An experienced and resourceful soldier and author, John Gibbon had logged many years on the frontier. Graduating from West Point in 1847, he served against the Seminole Indians in Florida before becoming an instructor of artillery tactics at the Military Academy (Gibbon authored The Artillerist's Manual, published in 1863). He was successively a brigade (the famous "Iron Brigade"), division, and corps commander during the Civil War, leading troops at South Mountain, Antietam, Spotsylvania, and Petersburg, and he received wounds at Fredericksburg and Gettysburg. By 1864, Gibbon was a major general of volunteers. In the postwar reorganization of the army, he was appointed colonel of the Thirty-sixth Infantry. In 1869 he took command of the Seventh Infantry, and he played an important role in the Sioux Campaign of 1876 preceding and following the Little Bighorn battle. His position as commander of the District of Western Montana insured Gibbon's prominent involvement in army efforts to thwart the Nez Perces' movement into Montana. [35]

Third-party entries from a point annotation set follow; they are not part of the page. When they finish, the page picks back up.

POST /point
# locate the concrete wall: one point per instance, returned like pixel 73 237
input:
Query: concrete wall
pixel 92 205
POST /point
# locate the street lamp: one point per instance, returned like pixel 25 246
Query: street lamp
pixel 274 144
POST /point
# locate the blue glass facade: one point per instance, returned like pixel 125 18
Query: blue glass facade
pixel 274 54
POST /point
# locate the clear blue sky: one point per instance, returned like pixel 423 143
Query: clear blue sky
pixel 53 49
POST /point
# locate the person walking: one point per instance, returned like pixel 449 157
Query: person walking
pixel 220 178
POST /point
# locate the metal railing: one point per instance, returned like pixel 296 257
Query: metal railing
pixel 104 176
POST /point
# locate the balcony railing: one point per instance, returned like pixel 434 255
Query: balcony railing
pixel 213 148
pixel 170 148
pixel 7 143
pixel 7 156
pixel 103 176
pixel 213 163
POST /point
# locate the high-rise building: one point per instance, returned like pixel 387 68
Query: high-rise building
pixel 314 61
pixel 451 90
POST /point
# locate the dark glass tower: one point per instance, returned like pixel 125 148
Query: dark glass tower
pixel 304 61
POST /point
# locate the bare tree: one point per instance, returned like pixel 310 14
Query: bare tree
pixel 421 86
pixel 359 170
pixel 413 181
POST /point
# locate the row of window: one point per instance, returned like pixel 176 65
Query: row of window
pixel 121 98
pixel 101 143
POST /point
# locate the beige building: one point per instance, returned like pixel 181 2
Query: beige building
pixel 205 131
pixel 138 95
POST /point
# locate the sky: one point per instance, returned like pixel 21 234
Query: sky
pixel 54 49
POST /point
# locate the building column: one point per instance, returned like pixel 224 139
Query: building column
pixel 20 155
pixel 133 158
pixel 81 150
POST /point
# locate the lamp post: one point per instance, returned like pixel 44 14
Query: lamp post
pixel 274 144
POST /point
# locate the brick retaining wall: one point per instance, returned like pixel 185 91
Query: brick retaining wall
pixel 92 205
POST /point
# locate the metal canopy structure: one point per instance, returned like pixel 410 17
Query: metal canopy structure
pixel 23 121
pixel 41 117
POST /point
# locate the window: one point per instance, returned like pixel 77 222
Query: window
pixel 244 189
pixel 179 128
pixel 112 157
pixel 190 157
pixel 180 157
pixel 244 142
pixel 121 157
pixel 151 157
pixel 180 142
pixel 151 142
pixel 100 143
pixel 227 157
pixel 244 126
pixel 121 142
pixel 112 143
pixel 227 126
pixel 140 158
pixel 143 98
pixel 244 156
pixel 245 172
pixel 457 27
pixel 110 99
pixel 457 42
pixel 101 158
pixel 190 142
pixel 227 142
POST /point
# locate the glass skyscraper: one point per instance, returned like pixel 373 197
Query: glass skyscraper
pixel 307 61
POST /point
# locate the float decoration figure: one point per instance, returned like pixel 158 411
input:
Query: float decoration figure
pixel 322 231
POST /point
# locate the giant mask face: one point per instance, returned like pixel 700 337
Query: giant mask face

At 1:00 p.m. on August 4, Gibbon's command, augmented by the addition of Rawn's two companies as well as Company G, which had arrived from Fort Ellis on July 29, started rolling down the Bitterroot Valley in wagons accompanied by a large number of supply wagons and pack animals. His small army consisted of Companies A, D, F, G, I, and K, Seventh Infantry, totaling 15 officers and 146 men (including 8 men of the Second Cavalry), besides a twelve-pounder mountain howitzer. Eight hours later they pulled up at Stevensville, camping south of town on the east side of the river where Gibbon learned of the "pitiful spectacle" of the townspeople's bartering with the Nez Perces. Next day, amid news that as many as 150 citizens were en route from Bannack City to head off the tribesmen, the troops pressed on, picking up 34 volunteers from the Bitterroot Valley despite some argument in the civilian ranks over the propriety of their pursuit of professed peaceful Indians. On the sixth, they encountered the ransacked Lockwood house, then advanced twenty-four miles on the trail, ascending the rugged divide separating them from Ross's Hole to a point short of the summit, where they camped. Gibbon noticed that the Nez Perces, to lighten their load, did not drag their lodgepoles with them on the trail but cut temporary poles for use at each campsite. More important, the trail passed the start of the route to Idaho through Nez Perce Pass, signifying that the people had not intended to return immediately to the Salmon River country. [36] In the afternoon the troops ascended out of the bottom, climbing "a long steep incline" before bivouacking without water. On August 7, joined by two additional officers of the Seventh Infantry, they moved up and forward thirteen miles to reach the foot of the Continental Divide. [37] Gibbon reported: "We had up to this time been passing regularly the Indian camping-grounds, which showed that they were moving at the rate of about twelve or fourteen miles a day, so that if we could continue to double this distance the question of overtaking the enemy was simply one of time." [38] He estimated the fighting strength of the Nez Perces at 250 warriors.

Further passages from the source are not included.